UC assistant professor Patrick Guerra's work with silk moths inspired his research into the best masks to address the COVID-19 pandemic. Credit: Joseph Fuqua II/UC Creative

With personal protective equipment still in short supply, researchers at the University of Cincinnati examined what common household fabrics might work best as a face covering.

Next to a single-use N95 respirator or surgical mask, UC found the best alternative could be made by a hungry little caterpillar. Silk face masks are comfortable, breathable and repel moisture, which is a desirable trait in fighting an airborne virus.

Perhaps best of all, silk contains natural antimicrobial, antibacterial and antiviral properties that could help ward off the virus, said Patrick Guerra, assistant professor of biology in UC's College of Arts and Sciences.

Studies have shown that copper, in particular, can kill bacteria and viruses on contact. And that's where the little caterpillars have their own superpower, Guerra said.

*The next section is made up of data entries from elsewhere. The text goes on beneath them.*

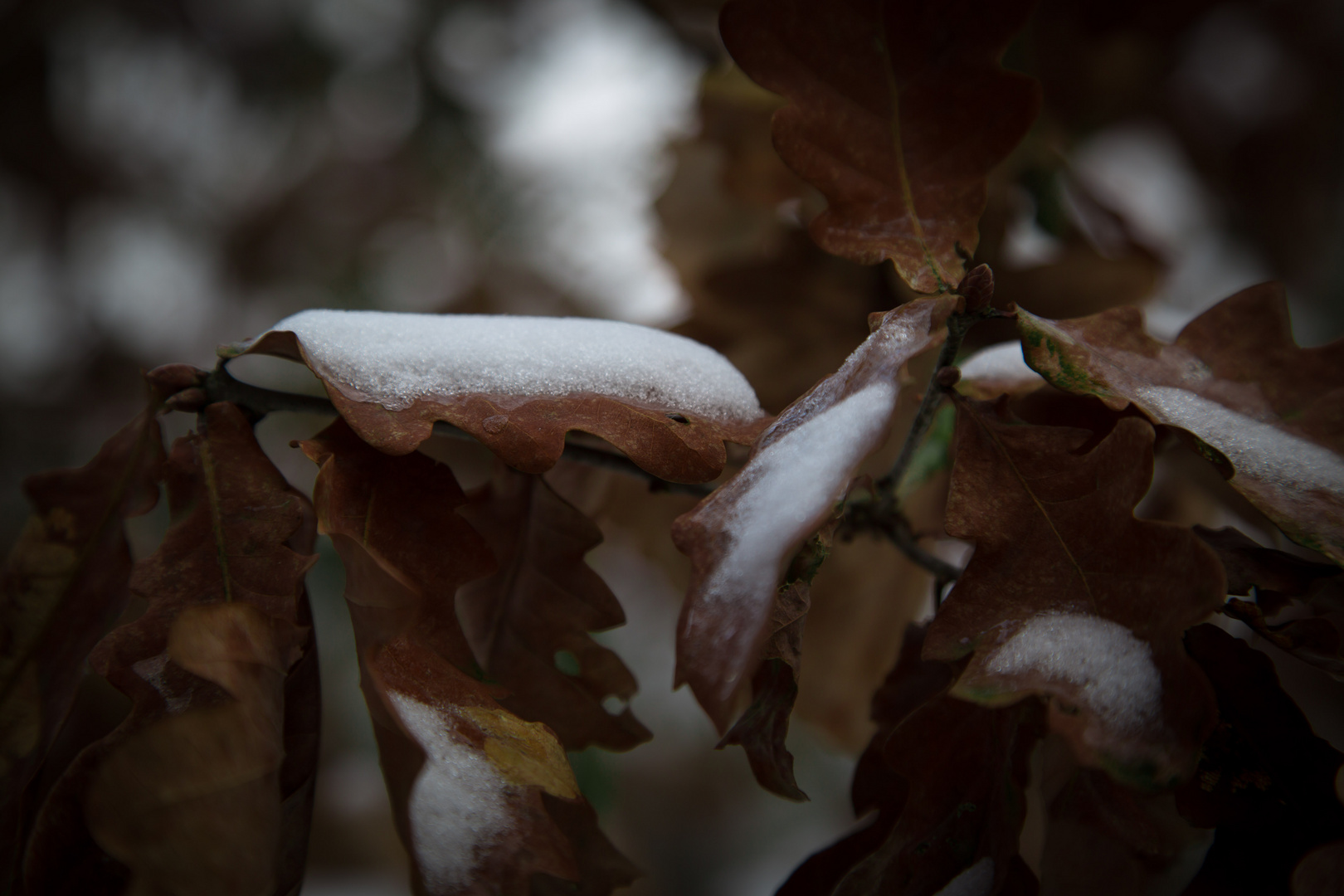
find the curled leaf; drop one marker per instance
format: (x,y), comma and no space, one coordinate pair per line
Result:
(1265,779)
(741,538)
(1257,403)
(470,782)
(541,603)
(947,779)
(1071,597)
(197,790)
(518,384)
(62,586)
(898,109)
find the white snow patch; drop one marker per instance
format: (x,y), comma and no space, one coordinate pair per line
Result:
(793,480)
(1113,668)
(1255,449)
(396,359)
(457,805)
(1001,363)
(975,881)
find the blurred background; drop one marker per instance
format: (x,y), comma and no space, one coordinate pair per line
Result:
(179,173)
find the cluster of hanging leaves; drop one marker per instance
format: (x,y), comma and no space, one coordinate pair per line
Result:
(1068,668)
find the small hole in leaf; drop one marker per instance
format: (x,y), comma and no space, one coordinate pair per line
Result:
(567,663)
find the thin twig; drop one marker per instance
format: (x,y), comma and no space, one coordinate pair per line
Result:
(934,392)
(221,386)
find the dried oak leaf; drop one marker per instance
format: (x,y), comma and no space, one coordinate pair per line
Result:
(542,603)
(1278,581)
(1268,411)
(1265,779)
(62,586)
(741,538)
(898,110)
(947,779)
(207,785)
(468,778)
(519,384)
(763,727)
(1070,597)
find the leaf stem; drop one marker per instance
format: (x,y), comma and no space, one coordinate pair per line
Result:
(256,401)
(934,392)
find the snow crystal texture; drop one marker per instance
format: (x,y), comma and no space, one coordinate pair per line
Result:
(1113,670)
(791,483)
(396,359)
(1254,449)
(999,363)
(457,805)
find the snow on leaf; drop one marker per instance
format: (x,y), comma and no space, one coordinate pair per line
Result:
(62,586)
(1265,779)
(898,109)
(208,782)
(468,779)
(520,383)
(544,599)
(1309,594)
(741,538)
(1238,383)
(997,370)
(947,779)
(1070,597)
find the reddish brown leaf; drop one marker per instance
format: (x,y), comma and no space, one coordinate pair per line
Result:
(466,777)
(71,567)
(1265,779)
(1108,840)
(527,431)
(1270,412)
(741,538)
(541,605)
(947,779)
(898,112)
(1280,581)
(194,791)
(1070,597)
(763,727)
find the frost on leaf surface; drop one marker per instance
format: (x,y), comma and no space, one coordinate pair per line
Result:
(1113,670)
(1238,383)
(520,383)
(457,807)
(996,370)
(1068,596)
(741,538)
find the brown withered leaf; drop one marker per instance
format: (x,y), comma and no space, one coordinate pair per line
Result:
(1278,581)
(194,791)
(62,586)
(1138,839)
(947,779)
(1070,597)
(763,727)
(741,538)
(897,113)
(1268,411)
(528,433)
(1265,779)
(542,603)
(192,802)
(468,779)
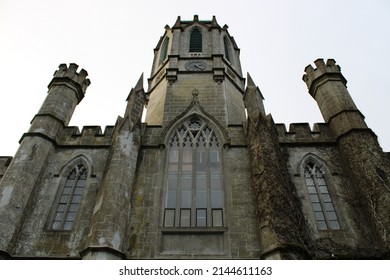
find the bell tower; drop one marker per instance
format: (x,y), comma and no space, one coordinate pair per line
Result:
(196,55)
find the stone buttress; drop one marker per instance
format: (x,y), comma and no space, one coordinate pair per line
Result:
(107,238)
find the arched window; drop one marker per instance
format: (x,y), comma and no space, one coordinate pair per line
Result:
(227,49)
(66,208)
(196,40)
(321,201)
(194,196)
(164,50)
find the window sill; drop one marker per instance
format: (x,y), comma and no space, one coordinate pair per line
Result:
(193,230)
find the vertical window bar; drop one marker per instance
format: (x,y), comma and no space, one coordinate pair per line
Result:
(70,199)
(322,204)
(196,40)
(194,181)
(201,217)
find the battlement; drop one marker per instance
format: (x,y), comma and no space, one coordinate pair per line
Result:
(71,72)
(4,163)
(89,136)
(313,74)
(302,134)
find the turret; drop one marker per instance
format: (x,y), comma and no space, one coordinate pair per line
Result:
(66,90)
(328,87)
(363,158)
(25,172)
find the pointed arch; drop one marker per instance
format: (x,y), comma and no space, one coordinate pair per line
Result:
(227,48)
(73,181)
(315,174)
(195,109)
(164,50)
(194,186)
(196,40)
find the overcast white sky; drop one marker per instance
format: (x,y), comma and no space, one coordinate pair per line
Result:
(114,40)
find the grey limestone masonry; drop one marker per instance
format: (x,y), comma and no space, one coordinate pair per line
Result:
(267,191)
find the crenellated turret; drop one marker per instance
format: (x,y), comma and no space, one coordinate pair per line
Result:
(328,87)
(25,172)
(358,145)
(66,90)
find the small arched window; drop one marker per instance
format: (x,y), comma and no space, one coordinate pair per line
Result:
(194,196)
(227,48)
(321,201)
(164,50)
(196,40)
(69,200)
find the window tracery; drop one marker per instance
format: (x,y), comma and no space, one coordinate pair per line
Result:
(321,201)
(194,196)
(69,201)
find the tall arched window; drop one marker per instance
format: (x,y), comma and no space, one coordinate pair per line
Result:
(227,48)
(196,40)
(194,196)
(164,50)
(66,208)
(321,201)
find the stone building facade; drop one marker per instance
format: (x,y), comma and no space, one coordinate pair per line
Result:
(208,174)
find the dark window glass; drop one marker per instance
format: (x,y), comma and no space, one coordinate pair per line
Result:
(164,50)
(320,198)
(70,199)
(194,180)
(196,40)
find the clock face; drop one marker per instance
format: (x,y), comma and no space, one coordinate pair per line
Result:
(196,65)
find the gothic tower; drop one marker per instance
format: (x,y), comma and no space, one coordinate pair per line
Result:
(207,175)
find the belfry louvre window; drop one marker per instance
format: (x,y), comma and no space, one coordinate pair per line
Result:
(196,40)
(70,198)
(321,201)
(194,196)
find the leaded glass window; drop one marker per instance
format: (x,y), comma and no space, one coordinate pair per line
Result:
(194,196)
(226,47)
(164,50)
(196,40)
(70,198)
(321,201)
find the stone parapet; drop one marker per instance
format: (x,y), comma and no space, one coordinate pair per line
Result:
(89,136)
(302,134)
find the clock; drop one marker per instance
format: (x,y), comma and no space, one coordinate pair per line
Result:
(196,65)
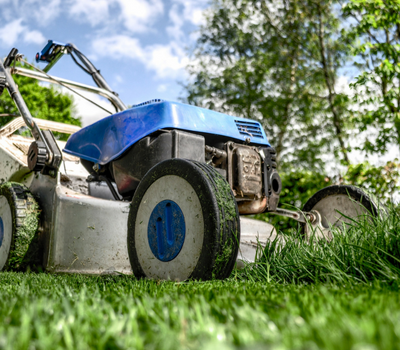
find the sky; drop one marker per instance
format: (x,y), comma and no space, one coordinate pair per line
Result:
(140,46)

"Copper is the big craze now. Silk has copper in it. Domesticated silk moths eat mulberry leaves. They incorporate copper from their diet into the silk," Guerra said.

Many health care providers wear a surgical mask in combination with an N95 respirator. The outer covering helps prolong the life of the N95 respirator by keeping it clean. Guerra, whose wife, Evelyn, is a medical doctor, said silk might be an especially good choice for this outer cover as they perform similarly to surgical masks that are in short supply.